One of the first randomized controlled trials to challenge this practice was the WOEST study in 2013. This trial showed that patients on oral anticoagulation who underwent PCI had a lower rate of major bleeding without an increase in ischemic events when treated with clopidogrel alone rather than clopidogrel and aspirin. Subsequently, the appearance of direct oral anticoagulants (DOACs) with safer pharmacological profiles encouraged investigators to compare substitute antithrombotic regimens. PIONEER AF-PCI in 2016 and RE-DUAL in 2017 reported lower rates of clinically relevant bleeding complications with DOACs and a single antiplatelet agent (SAPT) compared to triple therapy (VKA + DAPT). There was no difference in mortality and ischemic events among groups. Of notice, these trials were not designed to assess whether the bleeding reduction was due to the use of a DOAC or the use of SAPT. Additionally, in both studies, lower doses of DOACs were associated with numerically higher rates of ischemic events. In light of this new evidence, newer guidelines favor the use of DOACs over VKA and double therapy over triple therapy (recommendation IIb, level of evidence B-R). More recently, the AUGUSTUS trial utilized a two-by-two factorial design to assess the efficacy and safety of Apixaban vs. Warfarin, as well as a P2Y12 inhibitor alone vs. DAPT. The authors found that a regimen of P2Y12 inhibitor (without aspirin) plus Apixaban was associated with significant lower bleeding complications and appeared to be as effective as triple therapy in preventing ischemic events.

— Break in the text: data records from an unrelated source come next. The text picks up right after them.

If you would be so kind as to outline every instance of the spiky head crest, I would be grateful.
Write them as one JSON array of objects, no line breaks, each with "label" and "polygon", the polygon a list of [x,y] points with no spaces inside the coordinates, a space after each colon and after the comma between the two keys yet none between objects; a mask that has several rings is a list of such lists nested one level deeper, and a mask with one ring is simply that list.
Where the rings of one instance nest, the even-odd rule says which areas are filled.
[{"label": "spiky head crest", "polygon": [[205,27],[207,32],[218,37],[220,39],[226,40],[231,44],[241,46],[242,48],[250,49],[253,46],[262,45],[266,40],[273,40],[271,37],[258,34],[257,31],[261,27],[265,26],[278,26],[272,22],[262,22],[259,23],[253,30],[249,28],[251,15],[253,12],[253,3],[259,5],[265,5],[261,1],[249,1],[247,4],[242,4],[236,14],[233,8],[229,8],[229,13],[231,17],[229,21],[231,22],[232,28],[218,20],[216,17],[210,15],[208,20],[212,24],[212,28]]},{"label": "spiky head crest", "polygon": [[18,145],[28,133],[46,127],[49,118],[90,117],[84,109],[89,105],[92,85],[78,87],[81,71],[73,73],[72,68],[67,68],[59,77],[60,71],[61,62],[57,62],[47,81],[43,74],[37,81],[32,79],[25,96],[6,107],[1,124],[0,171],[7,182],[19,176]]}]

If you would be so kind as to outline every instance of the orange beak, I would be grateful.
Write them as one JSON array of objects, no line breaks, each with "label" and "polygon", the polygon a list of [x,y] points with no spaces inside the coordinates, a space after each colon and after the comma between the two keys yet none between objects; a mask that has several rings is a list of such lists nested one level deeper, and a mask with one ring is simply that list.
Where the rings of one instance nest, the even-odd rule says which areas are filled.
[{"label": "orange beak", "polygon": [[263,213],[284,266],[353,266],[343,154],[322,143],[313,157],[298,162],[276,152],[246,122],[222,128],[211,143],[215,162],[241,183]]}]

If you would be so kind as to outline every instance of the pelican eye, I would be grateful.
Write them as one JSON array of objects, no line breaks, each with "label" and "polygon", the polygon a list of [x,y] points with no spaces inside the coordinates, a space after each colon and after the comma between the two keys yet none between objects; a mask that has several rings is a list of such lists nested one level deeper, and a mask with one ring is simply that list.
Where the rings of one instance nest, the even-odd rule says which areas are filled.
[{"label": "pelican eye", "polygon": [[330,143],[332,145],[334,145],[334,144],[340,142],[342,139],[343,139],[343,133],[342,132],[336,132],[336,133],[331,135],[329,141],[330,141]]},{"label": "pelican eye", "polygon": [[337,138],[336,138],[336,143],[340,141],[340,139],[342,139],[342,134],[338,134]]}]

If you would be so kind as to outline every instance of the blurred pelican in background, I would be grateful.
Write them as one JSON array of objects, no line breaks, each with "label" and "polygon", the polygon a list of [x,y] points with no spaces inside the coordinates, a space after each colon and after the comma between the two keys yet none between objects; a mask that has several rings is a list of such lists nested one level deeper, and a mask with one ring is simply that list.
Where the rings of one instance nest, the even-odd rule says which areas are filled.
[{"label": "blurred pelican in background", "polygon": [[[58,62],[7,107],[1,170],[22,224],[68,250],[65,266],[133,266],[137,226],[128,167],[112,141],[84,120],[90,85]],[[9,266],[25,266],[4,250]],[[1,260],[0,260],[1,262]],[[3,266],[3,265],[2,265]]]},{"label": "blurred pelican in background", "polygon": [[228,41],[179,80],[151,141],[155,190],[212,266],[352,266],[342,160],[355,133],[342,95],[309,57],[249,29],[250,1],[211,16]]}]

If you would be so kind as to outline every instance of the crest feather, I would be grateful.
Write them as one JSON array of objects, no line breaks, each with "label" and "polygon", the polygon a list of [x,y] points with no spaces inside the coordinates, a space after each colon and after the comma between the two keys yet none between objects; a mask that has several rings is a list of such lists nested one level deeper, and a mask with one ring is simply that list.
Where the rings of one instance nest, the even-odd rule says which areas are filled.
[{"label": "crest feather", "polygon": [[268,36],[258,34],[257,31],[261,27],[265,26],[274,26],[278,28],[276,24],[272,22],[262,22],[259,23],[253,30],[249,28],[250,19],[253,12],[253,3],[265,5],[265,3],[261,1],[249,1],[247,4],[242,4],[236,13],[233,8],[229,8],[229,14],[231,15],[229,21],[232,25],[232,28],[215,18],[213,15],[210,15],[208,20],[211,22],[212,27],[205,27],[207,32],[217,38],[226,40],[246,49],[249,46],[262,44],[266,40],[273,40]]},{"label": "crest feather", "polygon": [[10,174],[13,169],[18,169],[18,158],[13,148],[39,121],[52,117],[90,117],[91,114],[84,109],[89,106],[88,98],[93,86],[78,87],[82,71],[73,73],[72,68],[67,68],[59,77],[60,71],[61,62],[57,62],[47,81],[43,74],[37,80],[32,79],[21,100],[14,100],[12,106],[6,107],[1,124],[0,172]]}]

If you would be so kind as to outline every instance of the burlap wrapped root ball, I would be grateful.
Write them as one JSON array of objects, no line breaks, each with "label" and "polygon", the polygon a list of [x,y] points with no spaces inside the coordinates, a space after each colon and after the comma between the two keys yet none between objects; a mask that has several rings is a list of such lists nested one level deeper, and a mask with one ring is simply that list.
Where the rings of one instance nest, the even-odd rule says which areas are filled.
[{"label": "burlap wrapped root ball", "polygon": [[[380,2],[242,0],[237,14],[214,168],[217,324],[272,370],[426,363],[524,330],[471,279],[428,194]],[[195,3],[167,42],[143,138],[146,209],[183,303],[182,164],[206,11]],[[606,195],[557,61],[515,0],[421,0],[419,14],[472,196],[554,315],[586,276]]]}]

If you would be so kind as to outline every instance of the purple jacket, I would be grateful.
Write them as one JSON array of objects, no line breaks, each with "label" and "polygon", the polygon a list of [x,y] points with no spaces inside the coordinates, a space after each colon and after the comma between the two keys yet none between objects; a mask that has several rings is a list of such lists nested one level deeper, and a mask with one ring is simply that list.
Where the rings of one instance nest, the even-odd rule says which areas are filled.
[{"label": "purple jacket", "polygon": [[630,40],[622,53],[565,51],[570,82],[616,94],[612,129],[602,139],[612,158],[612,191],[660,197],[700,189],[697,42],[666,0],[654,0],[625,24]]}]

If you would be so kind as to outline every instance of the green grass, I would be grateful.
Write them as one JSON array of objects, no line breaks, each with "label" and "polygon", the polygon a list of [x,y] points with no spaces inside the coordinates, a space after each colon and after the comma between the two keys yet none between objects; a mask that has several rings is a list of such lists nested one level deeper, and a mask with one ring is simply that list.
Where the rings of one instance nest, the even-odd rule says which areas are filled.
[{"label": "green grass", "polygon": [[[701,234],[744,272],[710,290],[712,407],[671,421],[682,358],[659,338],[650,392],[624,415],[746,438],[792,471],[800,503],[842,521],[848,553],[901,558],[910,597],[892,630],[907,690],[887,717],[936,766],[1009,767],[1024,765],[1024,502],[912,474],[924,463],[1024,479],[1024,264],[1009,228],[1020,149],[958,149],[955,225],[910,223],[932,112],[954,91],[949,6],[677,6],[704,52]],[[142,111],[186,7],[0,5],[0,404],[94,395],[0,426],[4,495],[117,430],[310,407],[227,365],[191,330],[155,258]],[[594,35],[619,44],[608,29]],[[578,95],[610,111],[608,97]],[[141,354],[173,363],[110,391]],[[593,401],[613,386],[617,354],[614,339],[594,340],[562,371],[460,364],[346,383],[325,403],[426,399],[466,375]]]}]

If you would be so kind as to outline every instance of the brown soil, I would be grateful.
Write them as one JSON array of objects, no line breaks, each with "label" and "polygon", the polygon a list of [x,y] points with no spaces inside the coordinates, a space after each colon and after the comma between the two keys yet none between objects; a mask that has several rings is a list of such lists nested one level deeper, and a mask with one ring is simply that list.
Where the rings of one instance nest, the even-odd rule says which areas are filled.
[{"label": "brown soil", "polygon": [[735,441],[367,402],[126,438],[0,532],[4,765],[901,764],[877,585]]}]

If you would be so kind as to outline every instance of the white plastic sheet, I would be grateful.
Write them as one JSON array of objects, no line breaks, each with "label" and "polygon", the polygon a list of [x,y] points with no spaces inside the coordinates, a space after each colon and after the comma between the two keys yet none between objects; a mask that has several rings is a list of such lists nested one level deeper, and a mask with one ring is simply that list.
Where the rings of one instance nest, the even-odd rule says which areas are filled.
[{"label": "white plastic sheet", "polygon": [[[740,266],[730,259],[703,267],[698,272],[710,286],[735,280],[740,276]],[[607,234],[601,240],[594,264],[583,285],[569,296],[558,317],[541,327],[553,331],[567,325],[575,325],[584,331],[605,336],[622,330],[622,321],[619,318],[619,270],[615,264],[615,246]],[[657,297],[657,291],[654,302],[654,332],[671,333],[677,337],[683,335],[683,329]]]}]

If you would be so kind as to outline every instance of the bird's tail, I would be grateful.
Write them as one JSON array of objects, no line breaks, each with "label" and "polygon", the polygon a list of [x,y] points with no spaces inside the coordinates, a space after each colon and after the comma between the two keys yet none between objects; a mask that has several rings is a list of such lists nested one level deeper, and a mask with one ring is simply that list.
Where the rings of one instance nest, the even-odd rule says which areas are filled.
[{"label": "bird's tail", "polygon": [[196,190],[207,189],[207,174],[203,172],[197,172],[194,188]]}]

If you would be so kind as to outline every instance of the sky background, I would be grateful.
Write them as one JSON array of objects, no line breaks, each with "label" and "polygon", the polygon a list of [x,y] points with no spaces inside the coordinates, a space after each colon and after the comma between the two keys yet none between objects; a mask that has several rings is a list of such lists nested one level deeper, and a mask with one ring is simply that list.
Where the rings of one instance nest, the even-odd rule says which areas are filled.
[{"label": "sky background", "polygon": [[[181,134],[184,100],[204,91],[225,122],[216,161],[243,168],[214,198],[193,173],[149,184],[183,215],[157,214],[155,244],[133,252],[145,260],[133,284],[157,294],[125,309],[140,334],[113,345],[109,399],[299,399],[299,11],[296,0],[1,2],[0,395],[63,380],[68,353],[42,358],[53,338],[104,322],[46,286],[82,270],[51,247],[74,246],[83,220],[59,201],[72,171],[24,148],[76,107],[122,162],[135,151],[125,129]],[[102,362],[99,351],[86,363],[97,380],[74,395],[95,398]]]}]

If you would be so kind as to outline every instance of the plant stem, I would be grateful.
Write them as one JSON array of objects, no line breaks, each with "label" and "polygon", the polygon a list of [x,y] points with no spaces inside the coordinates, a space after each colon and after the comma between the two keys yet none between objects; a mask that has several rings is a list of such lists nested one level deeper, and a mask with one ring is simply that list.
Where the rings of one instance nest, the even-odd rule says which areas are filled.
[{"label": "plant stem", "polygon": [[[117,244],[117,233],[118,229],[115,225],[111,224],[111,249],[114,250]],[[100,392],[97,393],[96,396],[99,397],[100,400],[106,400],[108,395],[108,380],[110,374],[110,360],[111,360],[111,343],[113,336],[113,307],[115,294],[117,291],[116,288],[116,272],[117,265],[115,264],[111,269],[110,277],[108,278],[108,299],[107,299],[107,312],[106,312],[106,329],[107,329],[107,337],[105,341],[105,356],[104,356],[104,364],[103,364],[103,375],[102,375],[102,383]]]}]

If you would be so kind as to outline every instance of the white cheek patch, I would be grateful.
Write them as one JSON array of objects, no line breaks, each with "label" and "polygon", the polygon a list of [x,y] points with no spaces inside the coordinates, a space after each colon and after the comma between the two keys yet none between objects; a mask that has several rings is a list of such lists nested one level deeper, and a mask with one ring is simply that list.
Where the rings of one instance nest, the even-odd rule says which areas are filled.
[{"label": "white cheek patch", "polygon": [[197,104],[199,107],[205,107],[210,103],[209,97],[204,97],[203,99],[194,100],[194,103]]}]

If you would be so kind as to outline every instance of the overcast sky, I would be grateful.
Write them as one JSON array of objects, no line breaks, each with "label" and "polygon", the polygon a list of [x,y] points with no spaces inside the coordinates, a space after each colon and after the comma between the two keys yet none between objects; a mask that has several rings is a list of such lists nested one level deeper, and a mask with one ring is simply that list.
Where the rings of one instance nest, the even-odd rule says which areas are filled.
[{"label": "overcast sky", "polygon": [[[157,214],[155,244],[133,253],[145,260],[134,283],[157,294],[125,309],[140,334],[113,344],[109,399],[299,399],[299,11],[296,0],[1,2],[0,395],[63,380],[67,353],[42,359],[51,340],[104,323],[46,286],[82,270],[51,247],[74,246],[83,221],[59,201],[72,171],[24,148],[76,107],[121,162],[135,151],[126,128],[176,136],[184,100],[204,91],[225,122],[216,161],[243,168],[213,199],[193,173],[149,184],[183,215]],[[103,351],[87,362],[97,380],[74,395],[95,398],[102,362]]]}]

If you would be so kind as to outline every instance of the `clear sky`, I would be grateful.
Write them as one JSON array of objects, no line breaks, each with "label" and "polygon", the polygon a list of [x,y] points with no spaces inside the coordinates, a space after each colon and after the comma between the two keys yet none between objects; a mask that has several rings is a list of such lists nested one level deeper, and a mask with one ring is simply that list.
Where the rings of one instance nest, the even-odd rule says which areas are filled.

Considering that the aforementioned trials were mainly designed to assess reduced rate of bleeding complications rather than the efficacy in preventing ischemic events, Knijnik et al. conducted a systematic review and network meta-analysis to evaluate the efficacy-safety profile of different antithrombotic regimens among patients with AF who underwent PCI and stent placement. The authors found that stroke is better prevented with double therapy-based regimens (VKA + SAPT and DOAC + SAPT), likely due to a reduced rate of hemorrhagic strokes. As expected, DOAC + SAPT had the lowest rate of bleeding complications. DOAC-based regimens were better in preventing cardiac events when compared to VKA, and DAPT seems better that SAPT in reducing major cardiovascular adverse events. Despite being associated with the highest rates in bleeding complications, triple therapy regimens (VKA + DAPT and DOAC + DAPT) had the lower risk for all-cause mortality. The latter is probably the most difficult finding to be rationalized. Improved mortality among patients on triple therapy does not seem to be explained by s decrease in cardiac or neurological complications. The findings could be influenced by bias incorporated by non-randomized trials included in the analysis; however, this is an observation that would require further investigation.
Overall, it is reasonable to say that a regimen of DOAC plus SAPT (P2Y12 inhibitor) has the best risk-benefit profile. The temporary addition of aspirin (DOAC + DAPT) in patients with low bleeding risk might add extra protection for ischemic complications (and potentially lower mortality); however, this remains a matter of debate.